Author | : Jane Stern |
Publisher | : Broadway |
Total Pages | : 388 |
Release | : 1999 |
ISBN-10 | : UCSC:32106016572627 |
ISBN-13 | : |
Rating | : 4/5 (27 Downloads) |
"Eat Your Way Across the U.S.A." takes the guesswork out of what and where toeat while traveling across this great nation. Regional maps.

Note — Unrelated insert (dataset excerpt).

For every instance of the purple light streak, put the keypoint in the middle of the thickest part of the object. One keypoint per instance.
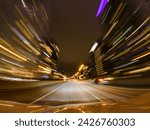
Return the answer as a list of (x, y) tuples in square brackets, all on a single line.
[(102, 5)]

Author | : Elizabeth Minchilli |
Publisher | : St. Martin's Griffin |
Total Pages | : 305 |
Release | : 2018-05-29 |
ISBN-10 | : 9781250133045 |
ISBN-13 | : 1250133041 |
Rating | : 4/5 (45 Downloads) |
"After a lifetime of living and eating in Rome, Elizabeth Minchilli is an expert on the city's cuisine. While she's proud to share everything she knows about Rome, she now wants to show her devoted readers that the rest of Italy is a culinary treasure trove just waiting to be explored. Far from being a monolithic gastronomic culture, each region of Italy offers its own specialties. While fava beans mean one thing in Rome, they mean an entirely different thing in Puglia. Risotto in a Roman trattoria? Don't even consider it. Visit Venice and not eat cichetti? Unthinkable. Eating My Way Through Italy, celebrates the differences in the world's favorite cuisine"--Provided by publisher.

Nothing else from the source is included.